Sections 2.1.6, 2.2.1-2.2.5
In many situations our probability models come from the interaction between 2 or more categorical variables. For instance, recall the CDC data, that had amongst other information two variables, the respondents’ gender and their assessment of their health. The follow contingency table shows how many respondents answered each pair of the 10 possible combinations of values:
Health | poor | fair | good | very good | excellent | Total |
---|---|---|---|---|---|---|
Female | 394 | 1135 | 2953 | 3590 | 2359 | 10431 |
Male | 283 | 884 | 2722 | 3382 | 2298 | 9569 |
Total | 677 | 2019 | 5675 | 6972 | 4657 | 20000 |
So for instance there were 884 respondents who were male and answered “fair” when asked about their health. We can turn these into probabilities by dividing by the total count:
Health | poor | fair | good | very good | excellent | Total |
---|---|---|---|---|---|---|
Female | 0.01970 | 0.05675 | 0.14765 | 0.17950 | 0.11795 | 0.52155 |
Male | 0.01415 | 0.04420 | 0.13610 | 0.16910 | 0.11490 | 0.47845 |
Total | 0.03385 | 0.10095 | 0.28375 | 0.34860 | 0.23285 | 1.00000 |
For example those 884 respondents correspond to a probability of \(\frac{884}{20000} = 0.0442 = 4.42\%\).
We now have a probability model, consisting of 10 possible outcomes (all those combinations). If we pick a student at random, these numbers tell us the chances that the student would be in each of those 10 outcomes. This is what we call the joint probabilities, as it involves more than one “variable”: Our outcomes are formed out of pairs of outcomes from the two separate questions, Gender and Health.

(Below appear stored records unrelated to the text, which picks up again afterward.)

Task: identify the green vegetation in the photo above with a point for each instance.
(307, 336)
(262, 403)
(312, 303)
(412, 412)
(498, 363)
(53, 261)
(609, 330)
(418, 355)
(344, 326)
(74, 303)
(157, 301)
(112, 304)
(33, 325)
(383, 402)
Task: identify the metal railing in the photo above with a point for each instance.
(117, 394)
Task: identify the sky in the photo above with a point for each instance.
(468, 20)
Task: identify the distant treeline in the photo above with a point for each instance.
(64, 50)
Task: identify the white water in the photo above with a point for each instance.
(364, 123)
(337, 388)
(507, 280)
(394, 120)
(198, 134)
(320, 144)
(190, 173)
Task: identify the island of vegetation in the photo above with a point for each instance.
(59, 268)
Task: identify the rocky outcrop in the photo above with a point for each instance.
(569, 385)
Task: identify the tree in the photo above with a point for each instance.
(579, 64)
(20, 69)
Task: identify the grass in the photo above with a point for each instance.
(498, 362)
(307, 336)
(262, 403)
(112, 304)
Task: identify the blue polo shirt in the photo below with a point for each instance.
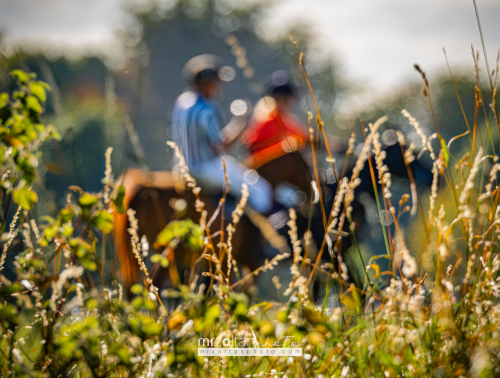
(196, 126)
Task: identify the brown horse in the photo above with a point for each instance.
(154, 196)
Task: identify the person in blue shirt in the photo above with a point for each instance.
(200, 131)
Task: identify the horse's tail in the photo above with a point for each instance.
(132, 180)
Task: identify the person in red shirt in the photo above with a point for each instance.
(274, 130)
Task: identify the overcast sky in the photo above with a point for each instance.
(376, 41)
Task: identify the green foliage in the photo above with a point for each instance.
(21, 133)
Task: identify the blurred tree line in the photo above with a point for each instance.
(95, 104)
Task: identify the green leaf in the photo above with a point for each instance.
(33, 104)
(103, 221)
(446, 154)
(24, 197)
(87, 199)
(38, 89)
(65, 215)
(164, 262)
(21, 76)
(136, 289)
(156, 258)
(118, 199)
(4, 99)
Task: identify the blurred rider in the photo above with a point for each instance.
(274, 131)
(200, 131)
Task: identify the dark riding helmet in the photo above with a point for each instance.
(280, 83)
(202, 67)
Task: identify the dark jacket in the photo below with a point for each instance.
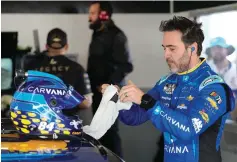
(109, 59)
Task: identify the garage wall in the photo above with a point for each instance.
(142, 31)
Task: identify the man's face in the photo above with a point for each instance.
(94, 11)
(176, 54)
(218, 53)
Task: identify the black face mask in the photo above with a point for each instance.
(96, 25)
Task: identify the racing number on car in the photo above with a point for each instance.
(43, 125)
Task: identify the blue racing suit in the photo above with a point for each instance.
(191, 109)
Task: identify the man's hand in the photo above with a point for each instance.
(104, 86)
(131, 93)
(87, 102)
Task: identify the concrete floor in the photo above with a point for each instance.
(139, 142)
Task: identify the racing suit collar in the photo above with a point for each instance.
(194, 68)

These two separate questions also have their own probability distributions, reflected in the “Total” row and column. For instance if we pick a respondent at random there is a \(52.155\%\) chance that they would be female, and a \(28.375\%\) chance that they would be in “good” health. We call these the marginal probabilities.

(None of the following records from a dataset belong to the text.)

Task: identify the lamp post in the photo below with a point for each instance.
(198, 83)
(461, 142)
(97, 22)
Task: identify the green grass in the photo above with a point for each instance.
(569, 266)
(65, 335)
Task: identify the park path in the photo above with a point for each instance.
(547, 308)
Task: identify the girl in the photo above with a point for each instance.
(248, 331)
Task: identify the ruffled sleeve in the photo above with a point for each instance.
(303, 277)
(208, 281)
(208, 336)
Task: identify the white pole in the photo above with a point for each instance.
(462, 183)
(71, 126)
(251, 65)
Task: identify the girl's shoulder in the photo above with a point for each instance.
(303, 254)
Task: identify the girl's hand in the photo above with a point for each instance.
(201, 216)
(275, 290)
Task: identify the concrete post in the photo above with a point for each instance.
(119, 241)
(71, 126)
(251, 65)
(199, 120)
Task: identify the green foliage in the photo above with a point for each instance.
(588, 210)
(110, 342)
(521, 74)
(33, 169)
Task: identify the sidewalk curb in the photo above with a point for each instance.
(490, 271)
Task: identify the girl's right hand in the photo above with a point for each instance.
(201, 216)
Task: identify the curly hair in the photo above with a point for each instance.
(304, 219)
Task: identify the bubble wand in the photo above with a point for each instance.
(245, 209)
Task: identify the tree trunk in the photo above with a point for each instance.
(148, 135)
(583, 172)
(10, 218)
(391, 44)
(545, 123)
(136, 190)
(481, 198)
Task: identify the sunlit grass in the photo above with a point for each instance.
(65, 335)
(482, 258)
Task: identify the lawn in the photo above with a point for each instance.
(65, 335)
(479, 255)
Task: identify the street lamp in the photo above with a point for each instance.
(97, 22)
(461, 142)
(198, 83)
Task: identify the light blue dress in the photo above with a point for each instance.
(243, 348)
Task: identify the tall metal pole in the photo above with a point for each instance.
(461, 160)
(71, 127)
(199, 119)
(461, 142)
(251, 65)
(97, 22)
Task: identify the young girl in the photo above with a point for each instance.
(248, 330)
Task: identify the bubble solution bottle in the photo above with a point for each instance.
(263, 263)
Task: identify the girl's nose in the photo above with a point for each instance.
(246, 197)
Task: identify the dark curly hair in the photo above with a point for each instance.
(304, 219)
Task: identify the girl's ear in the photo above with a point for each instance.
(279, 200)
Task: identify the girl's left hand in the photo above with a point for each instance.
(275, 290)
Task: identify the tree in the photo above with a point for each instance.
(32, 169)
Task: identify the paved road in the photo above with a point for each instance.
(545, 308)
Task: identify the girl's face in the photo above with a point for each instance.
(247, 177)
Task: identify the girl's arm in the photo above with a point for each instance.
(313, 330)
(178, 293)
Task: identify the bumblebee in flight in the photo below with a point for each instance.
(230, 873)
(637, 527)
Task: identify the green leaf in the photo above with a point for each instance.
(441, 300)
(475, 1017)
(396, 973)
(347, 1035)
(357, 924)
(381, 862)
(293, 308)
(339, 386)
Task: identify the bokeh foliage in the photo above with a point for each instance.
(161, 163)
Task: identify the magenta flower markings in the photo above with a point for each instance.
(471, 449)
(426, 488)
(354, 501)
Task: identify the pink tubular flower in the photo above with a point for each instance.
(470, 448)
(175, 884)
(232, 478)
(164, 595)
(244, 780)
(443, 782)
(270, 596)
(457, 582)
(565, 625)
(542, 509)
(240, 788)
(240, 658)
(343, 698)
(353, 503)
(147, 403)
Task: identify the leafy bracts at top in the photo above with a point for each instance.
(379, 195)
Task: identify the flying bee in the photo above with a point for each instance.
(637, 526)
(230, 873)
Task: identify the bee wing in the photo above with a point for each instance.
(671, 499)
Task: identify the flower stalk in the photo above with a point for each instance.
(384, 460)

Using the table of joint probabilities, we can answer a number of questions, for instance:
If we pick the student at random, what are the chances that they would be Female and in at least good condition?
All we have to do for this is to add the 3 relevant entries in the table, so \(0.14765+0.17950+0.11795=0.4451\) or \(44.51\%\).
There is another important kind of question we want to ask, and it leads us to the notion of conditional probability. Suppose instead the question was the following (and there are two versions of it that are equivalent):
- If we pick a respondent at random and they turn out to be female, what are the chances that they would be in at least good condition?
- If we pick a female respondent at random, what are the chances that they would be in at least good condition?
In both cases the effect is the same: The total group of respondents is reduced to only those that are female. So instead of adding up all those respondents that are female and in at least good condition, and finding our answer, we now need to dig further, and figure out what part that is out of all the female resondents.
So in our case we could achieve this by doing either:
\[\frac{0.14765+0.17950+0.11795}{0.52155} = \frac{0.4451}{0.52155} = 0.8534\] or \[\frac{2953+3590+2359}{10431} = \frac{8902}{10431} = 0.8534\]
So the answer to this question is \(85.34\%\).
We can also ask the question in the other direction, with a different answer:
If we pick a respondent at random and they turn out to have at least good health, what are the chances that they would be a female?
In both cases, this and the previous one, we are interested in the students that are female and in at least good health. what differs is what we compare them to: all the respondents, only female respondents, or only respondents that are in good health? For this last case, we compare to all those that are in at least good health, so we would have:
\[\frac{0.14765+0.17950+0.11795}{0.28375+0.34860+0.23285} = \frac{0.4451}{0.8652} = 0.51445\]
Now we are ready for the general definition:
The probability of an event given another event is called conditional probability. It is one of the hardest concepts to master.
\(P(A|B)\) is the probability of A occuring, given that B does occur.
Think of it as “restricting the sample space”: Only outcomes in \(B\) matter; how many of those are also in \(A\)?
\[P(A|B) = \frac{P(A\textrm{ and }B)}{P(B)}\]
Example: In the case of the 5-sided die, suppose \(A\) is the event that the number turns out to be even, and \(B\) the event that the number is at least 4. Let us compute \(P(A|B)\):
In words this says: Given the number is at least 4, what are the chances the number is even?
It will be: \(\frac{P(4)}{P(4\textrm{ or }5)} = \frac{1/5}{2/5} = 1/2\).
Notice the difference between \(P(A)\) and \(P(A|B)\)!!!